Private residence relief is a valuable capital gains tax relief which means that a person does not have to pay capital gains tax on any gain arising on a property while it was their only or main residence. Where a property has at some point been the taxpayer’s only or main home, the last nine months of ownership are also exempt from capital gains tax (increased to 36 months where the taxpayer leaves their home to go into care). Certain other periods of absence may also qualify for the relief.
If a taxpayer has more than one home, only one can be their ‘main’ residence at any time. Further, married couples and civil partners can only have one ‘main’ residence between them. A property can only be in the running as a main residence if it is lived in as such – properties owned but not owner occupied as a residence do not count (for example, those let out).
Nominating the main residence
Where a taxpayer or a married couple/civil partners have more than one residence, they can choose which residence is their main residence for capital gains tax purposes. This is done by making a nomination. There are strict time limits in which the nomination can be made.
A change in the combination of residences
A notice nominating a residence must be given within two years of the date on which the combination of residences changes. For example, this may be when a second or subsequent property is acquired or a property is sold, leaving the taxpayer(s) with at least two properties after the sale. It is important to note that the date of acquisition will not necessarily be the date that the combination of residences changes.
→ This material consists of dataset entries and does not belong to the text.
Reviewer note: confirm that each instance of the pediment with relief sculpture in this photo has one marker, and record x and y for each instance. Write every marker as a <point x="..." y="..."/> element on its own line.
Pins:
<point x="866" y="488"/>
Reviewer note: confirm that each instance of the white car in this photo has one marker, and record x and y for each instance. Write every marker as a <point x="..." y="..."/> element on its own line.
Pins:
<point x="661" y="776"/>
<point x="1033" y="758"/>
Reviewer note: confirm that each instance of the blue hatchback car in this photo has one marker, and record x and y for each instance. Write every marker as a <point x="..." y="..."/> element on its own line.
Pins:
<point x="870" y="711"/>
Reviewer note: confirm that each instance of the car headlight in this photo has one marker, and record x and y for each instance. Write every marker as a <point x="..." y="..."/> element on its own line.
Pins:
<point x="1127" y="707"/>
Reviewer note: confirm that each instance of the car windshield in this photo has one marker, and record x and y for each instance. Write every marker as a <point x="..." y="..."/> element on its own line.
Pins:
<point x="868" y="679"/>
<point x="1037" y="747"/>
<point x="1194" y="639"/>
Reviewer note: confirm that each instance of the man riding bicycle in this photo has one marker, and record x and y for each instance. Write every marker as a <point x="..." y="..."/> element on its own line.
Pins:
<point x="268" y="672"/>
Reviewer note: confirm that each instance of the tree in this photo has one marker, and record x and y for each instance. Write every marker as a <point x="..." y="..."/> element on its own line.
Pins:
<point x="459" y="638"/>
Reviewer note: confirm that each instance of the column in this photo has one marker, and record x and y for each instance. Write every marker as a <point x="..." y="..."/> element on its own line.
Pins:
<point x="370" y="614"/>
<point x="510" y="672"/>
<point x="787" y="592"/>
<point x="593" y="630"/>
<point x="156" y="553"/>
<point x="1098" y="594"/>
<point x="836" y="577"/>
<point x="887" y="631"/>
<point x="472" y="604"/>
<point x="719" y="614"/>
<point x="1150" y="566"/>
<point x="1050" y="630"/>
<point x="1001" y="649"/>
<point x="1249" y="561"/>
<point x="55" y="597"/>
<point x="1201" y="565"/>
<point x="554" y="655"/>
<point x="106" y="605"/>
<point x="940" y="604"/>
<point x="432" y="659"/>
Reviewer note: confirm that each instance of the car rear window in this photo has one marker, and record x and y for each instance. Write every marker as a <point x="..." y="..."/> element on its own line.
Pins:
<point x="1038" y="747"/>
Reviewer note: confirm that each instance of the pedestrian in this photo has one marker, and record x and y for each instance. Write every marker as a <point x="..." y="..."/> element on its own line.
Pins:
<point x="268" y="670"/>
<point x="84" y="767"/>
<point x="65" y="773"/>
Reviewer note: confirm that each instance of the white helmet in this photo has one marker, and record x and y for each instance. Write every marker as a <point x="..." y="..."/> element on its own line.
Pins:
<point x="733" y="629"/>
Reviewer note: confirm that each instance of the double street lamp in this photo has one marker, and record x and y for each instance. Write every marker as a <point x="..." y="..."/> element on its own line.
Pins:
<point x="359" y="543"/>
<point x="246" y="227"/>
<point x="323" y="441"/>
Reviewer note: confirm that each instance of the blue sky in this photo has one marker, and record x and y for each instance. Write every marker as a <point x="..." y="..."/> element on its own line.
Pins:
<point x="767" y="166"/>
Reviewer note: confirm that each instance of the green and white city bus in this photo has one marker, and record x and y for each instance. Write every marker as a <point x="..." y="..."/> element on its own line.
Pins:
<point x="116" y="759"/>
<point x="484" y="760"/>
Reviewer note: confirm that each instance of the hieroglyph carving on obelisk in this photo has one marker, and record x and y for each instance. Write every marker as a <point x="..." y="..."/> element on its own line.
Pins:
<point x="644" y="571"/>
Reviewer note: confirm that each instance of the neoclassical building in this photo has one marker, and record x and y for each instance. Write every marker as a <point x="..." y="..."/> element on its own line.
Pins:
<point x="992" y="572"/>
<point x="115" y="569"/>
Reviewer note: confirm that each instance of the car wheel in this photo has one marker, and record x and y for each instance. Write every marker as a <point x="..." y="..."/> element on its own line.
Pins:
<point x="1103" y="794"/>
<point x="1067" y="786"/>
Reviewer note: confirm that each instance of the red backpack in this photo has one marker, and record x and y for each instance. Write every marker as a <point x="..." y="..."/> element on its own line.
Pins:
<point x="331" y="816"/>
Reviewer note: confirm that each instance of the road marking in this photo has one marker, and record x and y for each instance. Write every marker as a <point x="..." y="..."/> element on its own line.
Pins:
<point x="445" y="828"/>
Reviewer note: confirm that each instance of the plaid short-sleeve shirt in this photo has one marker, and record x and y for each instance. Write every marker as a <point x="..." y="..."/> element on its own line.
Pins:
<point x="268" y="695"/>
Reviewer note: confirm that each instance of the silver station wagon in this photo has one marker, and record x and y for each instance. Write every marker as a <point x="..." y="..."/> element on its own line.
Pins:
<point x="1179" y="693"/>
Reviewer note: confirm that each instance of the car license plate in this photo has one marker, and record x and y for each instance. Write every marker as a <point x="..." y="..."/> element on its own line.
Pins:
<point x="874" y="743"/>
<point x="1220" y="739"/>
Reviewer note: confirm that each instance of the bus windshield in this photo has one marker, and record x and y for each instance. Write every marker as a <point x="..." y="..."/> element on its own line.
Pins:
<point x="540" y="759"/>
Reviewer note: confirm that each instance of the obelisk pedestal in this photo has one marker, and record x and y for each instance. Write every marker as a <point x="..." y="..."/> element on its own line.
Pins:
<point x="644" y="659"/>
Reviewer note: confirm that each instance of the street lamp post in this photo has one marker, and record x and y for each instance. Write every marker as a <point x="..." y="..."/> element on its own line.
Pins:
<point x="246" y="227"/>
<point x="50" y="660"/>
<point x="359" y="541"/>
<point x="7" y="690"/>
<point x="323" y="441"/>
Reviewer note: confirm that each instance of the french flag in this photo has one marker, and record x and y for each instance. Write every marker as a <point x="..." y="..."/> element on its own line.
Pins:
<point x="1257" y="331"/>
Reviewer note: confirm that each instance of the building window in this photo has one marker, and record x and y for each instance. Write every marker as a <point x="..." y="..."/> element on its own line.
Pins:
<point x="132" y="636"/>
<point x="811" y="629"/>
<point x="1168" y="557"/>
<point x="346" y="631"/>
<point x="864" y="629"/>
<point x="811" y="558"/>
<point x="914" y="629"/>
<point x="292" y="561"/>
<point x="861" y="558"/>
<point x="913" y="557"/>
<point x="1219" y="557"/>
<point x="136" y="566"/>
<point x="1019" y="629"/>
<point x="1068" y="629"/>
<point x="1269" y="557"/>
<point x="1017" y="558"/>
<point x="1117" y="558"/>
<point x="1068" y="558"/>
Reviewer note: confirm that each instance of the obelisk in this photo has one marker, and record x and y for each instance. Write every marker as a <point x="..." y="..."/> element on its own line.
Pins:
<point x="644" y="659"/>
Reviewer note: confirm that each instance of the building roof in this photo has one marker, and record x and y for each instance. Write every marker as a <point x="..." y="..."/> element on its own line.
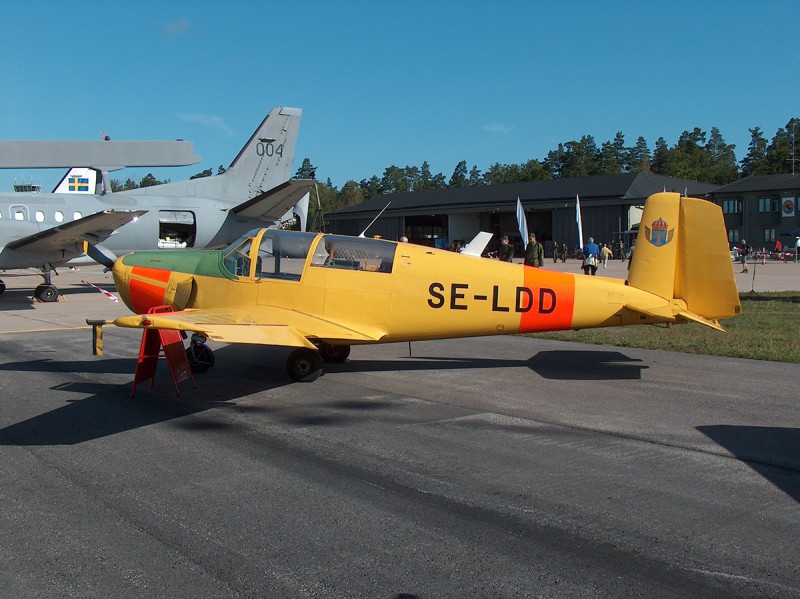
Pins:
<point x="632" y="188"/>
<point x="760" y="183"/>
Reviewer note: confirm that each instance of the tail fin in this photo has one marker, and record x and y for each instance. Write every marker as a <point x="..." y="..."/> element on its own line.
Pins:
<point x="682" y="256"/>
<point x="266" y="159"/>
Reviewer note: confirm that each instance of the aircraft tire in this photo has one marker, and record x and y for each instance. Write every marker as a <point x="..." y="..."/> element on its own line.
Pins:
<point x="304" y="365"/>
<point x="334" y="354"/>
<point x="46" y="293"/>
<point x="200" y="356"/>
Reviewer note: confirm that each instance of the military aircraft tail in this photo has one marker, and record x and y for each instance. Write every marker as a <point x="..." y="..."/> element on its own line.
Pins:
<point x="266" y="159"/>
<point x="682" y="255"/>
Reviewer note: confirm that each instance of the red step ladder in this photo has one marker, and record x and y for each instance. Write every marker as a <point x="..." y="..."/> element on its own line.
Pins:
<point x="153" y="340"/>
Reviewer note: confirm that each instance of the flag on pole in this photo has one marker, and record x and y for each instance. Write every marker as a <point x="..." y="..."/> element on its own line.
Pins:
<point x="522" y="223"/>
<point x="578" y="219"/>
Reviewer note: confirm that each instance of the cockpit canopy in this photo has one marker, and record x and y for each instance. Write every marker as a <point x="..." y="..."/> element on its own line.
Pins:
<point x="279" y="254"/>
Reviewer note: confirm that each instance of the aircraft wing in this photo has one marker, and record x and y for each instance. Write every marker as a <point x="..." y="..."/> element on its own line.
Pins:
<point x="93" y="229"/>
<point x="273" y="204"/>
<point x="263" y="325"/>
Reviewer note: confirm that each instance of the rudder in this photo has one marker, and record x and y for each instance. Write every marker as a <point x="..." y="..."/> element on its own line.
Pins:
<point x="682" y="256"/>
<point x="266" y="159"/>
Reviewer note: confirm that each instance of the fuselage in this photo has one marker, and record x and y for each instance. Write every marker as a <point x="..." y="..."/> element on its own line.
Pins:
<point x="171" y="222"/>
<point x="402" y="291"/>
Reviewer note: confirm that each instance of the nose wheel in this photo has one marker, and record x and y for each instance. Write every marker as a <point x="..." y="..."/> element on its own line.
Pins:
<point x="46" y="293"/>
<point x="200" y="356"/>
<point x="304" y="365"/>
<point x="334" y="354"/>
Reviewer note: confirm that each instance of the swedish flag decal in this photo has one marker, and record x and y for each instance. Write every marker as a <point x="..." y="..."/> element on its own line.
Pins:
<point x="78" y="184"/>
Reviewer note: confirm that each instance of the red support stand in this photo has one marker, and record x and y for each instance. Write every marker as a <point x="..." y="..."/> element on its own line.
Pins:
<point x="153" y="340"/>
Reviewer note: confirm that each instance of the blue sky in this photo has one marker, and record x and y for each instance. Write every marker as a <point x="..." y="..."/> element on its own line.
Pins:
<point x="383" y="83"/>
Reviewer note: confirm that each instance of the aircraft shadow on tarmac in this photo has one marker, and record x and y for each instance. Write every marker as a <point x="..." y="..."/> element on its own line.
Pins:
<point x="108" y="408"/>
<point x="585" y="365"/>
<point x="773" y="452"/>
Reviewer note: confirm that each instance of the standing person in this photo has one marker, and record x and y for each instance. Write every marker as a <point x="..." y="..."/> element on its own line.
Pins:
<point x="744" y="250"/>
<point x="591" y="252"/>
<point x="605" y="253"/>
<point x="505" y="252"/>
<point x="534" y="252"/>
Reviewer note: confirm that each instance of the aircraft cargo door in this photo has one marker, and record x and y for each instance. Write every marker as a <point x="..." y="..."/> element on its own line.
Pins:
<point x="176" y="229"/>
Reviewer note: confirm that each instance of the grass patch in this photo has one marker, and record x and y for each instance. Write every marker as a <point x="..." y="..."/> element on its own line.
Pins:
<point x="768" y="329"/>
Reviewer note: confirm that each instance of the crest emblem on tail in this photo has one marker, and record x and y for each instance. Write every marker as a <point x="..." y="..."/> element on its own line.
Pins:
<point x="660" y="234"/>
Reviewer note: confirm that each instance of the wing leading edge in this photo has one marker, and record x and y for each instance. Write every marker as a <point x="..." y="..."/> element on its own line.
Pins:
<point x="263" y="325"/>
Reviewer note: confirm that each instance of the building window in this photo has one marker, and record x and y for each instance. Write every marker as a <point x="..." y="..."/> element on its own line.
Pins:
<point x="732" y="206"/>
<point x="769" y="204"/>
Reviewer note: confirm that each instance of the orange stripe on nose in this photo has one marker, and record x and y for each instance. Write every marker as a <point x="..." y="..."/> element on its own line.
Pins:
<point x="148" y="287"/>
<point x="551" y="299"/>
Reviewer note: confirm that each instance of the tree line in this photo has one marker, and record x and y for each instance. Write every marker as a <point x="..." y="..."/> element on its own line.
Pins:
<point x="696" y="156"/>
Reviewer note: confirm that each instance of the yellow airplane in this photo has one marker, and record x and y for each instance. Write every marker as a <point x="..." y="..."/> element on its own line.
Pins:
<point x="322" y="293"/>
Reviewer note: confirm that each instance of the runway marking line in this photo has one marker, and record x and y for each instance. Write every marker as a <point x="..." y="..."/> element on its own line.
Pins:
<point x="86" y="328"/>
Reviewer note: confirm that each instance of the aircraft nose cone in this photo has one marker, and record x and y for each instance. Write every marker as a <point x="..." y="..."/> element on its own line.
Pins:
<point x="122" y="279"/>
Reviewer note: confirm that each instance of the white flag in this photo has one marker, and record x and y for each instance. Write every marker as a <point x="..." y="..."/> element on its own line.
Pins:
<point x="522" y="223"/>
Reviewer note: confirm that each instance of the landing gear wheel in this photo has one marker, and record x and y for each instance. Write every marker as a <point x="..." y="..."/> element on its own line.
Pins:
<point x="201" y="358"/>
<point x="46" y="293"/>
<point x="334" y="354"/>
<point x="304" y="365"/>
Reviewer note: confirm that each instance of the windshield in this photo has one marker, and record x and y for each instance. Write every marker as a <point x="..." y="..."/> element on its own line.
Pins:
<point x="354" y="253"/>
<point x="281" y="254"/>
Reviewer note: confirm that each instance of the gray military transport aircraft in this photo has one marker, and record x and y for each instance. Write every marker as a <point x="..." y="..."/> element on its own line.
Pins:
<point x="44" y="230"/>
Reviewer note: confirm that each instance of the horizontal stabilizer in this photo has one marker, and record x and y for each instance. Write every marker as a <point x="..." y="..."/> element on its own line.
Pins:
<point x="714" y="324"/>
<point x="93" y="229"/>
<point x="669" y="312"/>
<point x="273" y="204"/>
<point x="103" y="155"/>
<point x="478" y="244"/>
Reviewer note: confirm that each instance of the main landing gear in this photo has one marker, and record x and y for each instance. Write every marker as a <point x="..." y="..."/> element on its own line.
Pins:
<point x="46" y="292"/>
<point x="304" y="365"/>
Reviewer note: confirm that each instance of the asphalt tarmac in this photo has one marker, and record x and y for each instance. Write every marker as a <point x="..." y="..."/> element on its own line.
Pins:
<point x="489" y="467"/>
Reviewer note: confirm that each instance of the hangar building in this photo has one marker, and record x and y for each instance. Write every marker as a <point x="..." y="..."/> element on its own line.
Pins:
<point x="610" y="206"/>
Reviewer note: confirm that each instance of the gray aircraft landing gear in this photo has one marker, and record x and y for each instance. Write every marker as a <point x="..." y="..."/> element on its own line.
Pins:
<point x="46" y="292"/>
<point x="304" y="365"/>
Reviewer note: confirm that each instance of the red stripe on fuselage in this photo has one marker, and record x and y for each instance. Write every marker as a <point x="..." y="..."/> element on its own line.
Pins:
<point x="553" y="299"/>
<point x="146" y="294"/>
For example, if a property that has previously been let comes to the end of a tenancy and starts to be used as a second home, the date that it first becomes used as a residence is the date that the combination of residences changes.
On marriage or a civil partnership
As married couples and civil partners can only have one main residence between them, where a couple marry or enter into a civil partnership and each had their own main residence prior to the marriage, if they retain those residences, they will need to jointly nominate which is to be the main residence from the date of the marriage/civil partnership.
A nomination is not needed if one party has two or more residences and the other party has none as there is no change in the residences and no nomination is needed. However, if both parties own two or more residences jointly a nomination must be made from the date of the marriage/civil partnership – the couple can now only have one main residence between them whereas previously they could have had one each.
Varying the notice
Once a nomination has been made, it can be varied (often referred to as ‘flipping’). The variation can be backdated by up to two years from the date on which it was given. A variation is often made when one of the properties is to be sold to maximise the main residence relief across the residences by taking advantage of the final period exemption. This provides access to main residence relief for the last nine months of ownership (or 36 months where the taxpayer goes into care) if the property has been the main residence at some point. Where a property is within the final period, it is more beneficial for another residence to be the main residence.
No nomination made
Where no nomination has been made, the question as to which property is the main residence for capital gains tax purposes will be determined by reference to the facts. The property in which the taxpayer resides for most of the time will be the main residence.